I am the product of a southern melody; a composite sketch drawn on sheets of both destruction and resurrection, of rage and recovery.

The bloody fragments of Sabra and Shatila played out a bold symphony throughout my life, with the bitter tale of Qana singing of “…women lying in houses with their skirts torn up to their waists and their legs wide apart, children with their throats cut, rows of young men shot in the back after being lined up at an execution wall. There were babies – blackened babies– because they had been slaughtered more than 24-hours earlier and their small bodies were already in a state of decomposition – tossed into rubbish heaps alongside discarded US army ration tins, Israeli army equipment and empty bottles of whiskey. A child lay on the roadway like a discarded doll, her white dress stained with mud and dust. She could have been no more than three years old.”

In Qana “…a girl held a corpse in her arms, the body of a grey-haired man whose eyes were staring at her, and she rocked the corpse back and forth in her arms, keening and weeping and crying the same words over and over: “My father, my father.”

When my mother spoke of the charred bodies and of the pools of blood being supped up beneath the ground of a village I consumed her words as nothing more than haunting lullabies.

And then the composition I had heard a thousand times shattered and began to drown out my reality during that humid July in 2006. I still remember as though it were yesterday watching the fatigue in my mother’s eyes, the worry in her voice as I listened to the phone-calls she would make – her screaming and her tears. What do you mean they’re bombing Lebanon, Mama? Why? As I look back now I can only plead insanity in the face of my timid child-like questions – naïvete is simply not enough.

My parents would pace in our living room, shouting through the dense haze of a bad phone connection – dialing calling-card codes incessantly, cursing through tears when they happened to miss a number. A dead phone-line was our flat-line. I still vividly recall the panic attacks I would have every time I happened across a phonecard in a store, even months after the July 2006 war on Lebanon.

As Israel applied its war-paint and donned its armor we were left with Karbala; the skies rained blood, so much that there was not a stone which was not lifted but underneath it was found blood, so that next morning we found our wells and water jugs filled with it.

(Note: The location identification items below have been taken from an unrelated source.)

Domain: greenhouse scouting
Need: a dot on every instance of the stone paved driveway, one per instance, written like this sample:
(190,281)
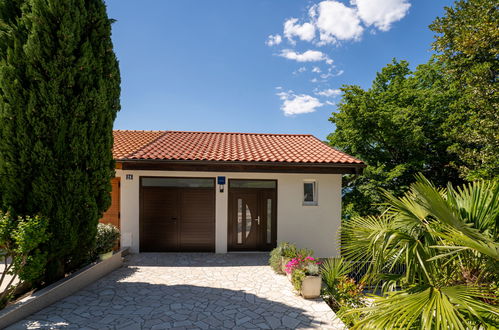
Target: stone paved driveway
(187,291)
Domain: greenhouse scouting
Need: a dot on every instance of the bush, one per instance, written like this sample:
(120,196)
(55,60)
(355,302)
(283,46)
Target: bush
(20,239)
(283,250)
(341,292)
(297,278)
(107,236)
(301,267)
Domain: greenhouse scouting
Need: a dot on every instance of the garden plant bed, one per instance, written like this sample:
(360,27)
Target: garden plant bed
(59,290)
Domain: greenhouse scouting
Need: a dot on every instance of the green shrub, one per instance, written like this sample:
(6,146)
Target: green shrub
(297,278)
(107,236)
(20,239)
(348,315)
(283,250)
(341,292)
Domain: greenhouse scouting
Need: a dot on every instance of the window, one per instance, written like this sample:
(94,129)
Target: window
(310,193)
(233,183)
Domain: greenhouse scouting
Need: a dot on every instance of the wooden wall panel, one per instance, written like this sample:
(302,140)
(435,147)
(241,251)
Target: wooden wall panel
(112,215)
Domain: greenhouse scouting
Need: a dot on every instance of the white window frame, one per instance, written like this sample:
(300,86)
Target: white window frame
(315,194)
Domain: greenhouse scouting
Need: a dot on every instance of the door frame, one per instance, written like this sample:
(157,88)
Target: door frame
(141,201)
(229,214)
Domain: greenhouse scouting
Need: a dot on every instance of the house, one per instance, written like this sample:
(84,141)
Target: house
(220,192)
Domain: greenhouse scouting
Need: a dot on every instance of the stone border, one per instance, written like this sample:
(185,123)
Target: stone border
(60,290)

We are accused of terrorism

If we refuse to perish

Under Israeli tyranny.

We are accused of terrorism

If we refuse to be wiped out.

If we choose to stone the fragile security council

Which was sacked by the King of Caesuras

We are accused of terrorism

If we refuse to negotiate with the wolf

And reach out for a whore.

And yet we refuse to perish, or wipe the face of Qana from our memory. You cannot purge the martyr from his dominion – this goddess of destruction will never claim victory over our remembrance. Until the killing becomes an outrage. Until the villages are rebuilt and the corpses buried with dignity. Until the chatter of Arab monarchs is replaced with the cries of Arab foot-soldiers – We refuse to perish. We refuse to perish.